Monsieur Seguin n’avait pas de chance avec ses chèvres. C’était toujours la même histoire. Elles cassaient leur corde, s’en allaient dans la montagne et là-haut, le loup les mangeait. Ainsi, il perdit six chèvres. Ces bêtes étaient têtues tout comme monsieur Seguin. Il décida alors d’acheter une nouvelle chèvre, plus jeune que les précédentes. Cette dernière était petite avec un regard doux et de longs poils blancs. Il l’appela Blanchette. Elle était docile, se laissant traire sans bouger, elle raffolait des caresses prodiguées par le vieil homme. Il pensait : “Celle-là est contente, elle ne me quittera jamais !”
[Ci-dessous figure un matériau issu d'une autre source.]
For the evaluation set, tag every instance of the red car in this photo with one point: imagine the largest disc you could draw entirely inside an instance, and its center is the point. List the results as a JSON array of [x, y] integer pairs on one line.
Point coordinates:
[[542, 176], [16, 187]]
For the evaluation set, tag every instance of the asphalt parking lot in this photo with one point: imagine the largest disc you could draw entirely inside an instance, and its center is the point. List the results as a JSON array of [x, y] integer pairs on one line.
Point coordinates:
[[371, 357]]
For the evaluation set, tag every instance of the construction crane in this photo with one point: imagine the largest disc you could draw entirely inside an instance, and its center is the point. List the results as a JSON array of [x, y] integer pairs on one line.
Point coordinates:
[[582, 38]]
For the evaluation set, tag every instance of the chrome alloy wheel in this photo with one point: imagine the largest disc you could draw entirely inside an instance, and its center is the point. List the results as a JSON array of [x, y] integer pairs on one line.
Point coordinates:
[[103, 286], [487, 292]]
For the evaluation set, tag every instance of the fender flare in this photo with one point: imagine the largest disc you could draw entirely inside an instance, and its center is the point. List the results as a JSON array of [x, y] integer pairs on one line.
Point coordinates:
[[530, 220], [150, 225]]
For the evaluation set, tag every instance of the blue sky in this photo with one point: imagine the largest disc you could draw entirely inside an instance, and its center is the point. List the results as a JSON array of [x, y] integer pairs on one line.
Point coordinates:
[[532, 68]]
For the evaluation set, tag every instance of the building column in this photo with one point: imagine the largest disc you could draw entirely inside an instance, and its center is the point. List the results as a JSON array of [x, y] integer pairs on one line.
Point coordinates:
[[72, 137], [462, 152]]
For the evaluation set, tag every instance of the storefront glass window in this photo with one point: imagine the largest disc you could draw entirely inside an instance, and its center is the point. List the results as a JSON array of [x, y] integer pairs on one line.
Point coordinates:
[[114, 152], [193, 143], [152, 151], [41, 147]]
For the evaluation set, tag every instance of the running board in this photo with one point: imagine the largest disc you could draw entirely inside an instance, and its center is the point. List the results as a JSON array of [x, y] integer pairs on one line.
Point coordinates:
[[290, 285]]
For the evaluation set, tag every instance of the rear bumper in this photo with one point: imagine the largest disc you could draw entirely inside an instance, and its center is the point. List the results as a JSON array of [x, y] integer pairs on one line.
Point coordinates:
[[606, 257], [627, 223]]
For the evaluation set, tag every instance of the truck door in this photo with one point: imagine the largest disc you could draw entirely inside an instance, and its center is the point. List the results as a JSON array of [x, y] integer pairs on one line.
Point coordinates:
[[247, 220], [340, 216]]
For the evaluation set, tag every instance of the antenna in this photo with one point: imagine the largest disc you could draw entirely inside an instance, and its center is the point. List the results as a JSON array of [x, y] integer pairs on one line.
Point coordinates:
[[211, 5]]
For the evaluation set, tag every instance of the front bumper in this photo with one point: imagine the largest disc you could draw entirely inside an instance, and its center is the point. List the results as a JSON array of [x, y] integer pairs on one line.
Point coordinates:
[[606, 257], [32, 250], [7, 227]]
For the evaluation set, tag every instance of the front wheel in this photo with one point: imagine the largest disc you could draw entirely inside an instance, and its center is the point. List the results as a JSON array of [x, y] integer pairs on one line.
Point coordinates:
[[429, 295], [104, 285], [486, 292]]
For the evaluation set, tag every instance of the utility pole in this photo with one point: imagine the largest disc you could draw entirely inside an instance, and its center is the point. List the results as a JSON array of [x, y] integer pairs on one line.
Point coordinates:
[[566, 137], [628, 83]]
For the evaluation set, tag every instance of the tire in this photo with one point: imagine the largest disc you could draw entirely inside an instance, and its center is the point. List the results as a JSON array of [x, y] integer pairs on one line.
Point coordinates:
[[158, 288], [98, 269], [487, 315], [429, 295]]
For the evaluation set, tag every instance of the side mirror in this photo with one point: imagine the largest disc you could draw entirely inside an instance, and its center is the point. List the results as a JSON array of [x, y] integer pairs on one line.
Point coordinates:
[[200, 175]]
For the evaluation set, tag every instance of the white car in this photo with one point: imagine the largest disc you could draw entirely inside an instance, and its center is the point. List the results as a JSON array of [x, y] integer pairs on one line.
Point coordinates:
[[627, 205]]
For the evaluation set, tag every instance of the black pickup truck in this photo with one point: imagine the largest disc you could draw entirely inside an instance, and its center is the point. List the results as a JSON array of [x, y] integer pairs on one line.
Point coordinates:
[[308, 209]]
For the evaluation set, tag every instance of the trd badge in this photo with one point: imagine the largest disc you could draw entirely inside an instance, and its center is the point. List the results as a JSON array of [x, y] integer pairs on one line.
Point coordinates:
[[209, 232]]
Mais il se trompait. La petite chèvre rêvait en regardant la montagne et en oubliait de brouter. Elle voulait aller gambader loin, très loin où il y avait tant de feuilles à manger et toute la place pour trotter dans les verts pâturages.
Un matin, alors que monsieur Seguin était venu traire Blanchette, il ne trouva que quelques gouttes de lait dans son seau.
– Tu as maigri, dit monsieur Seguin inquiet. Es-tu malade ?
– Non monsieur Seguin, je m’ennuie. Je veux aller jouer dans la montagne.
– Comment ? Cria monsieur Seguin. Blanchette, tu veux me quitter ? Est-ce que l’herbe te manque ici ? Peut-être que ta corde est trop courte ; veux-tu que je l’allonge
– Oh non ! Monsieur Seguin. Ce n’est pas la peine, votre jardin est trop petit. Je le connais par cœur et j’ai déjà tout mangé.
– Alors qu’est-ce qu’il te faut ? Qu’est-ce que tu veux?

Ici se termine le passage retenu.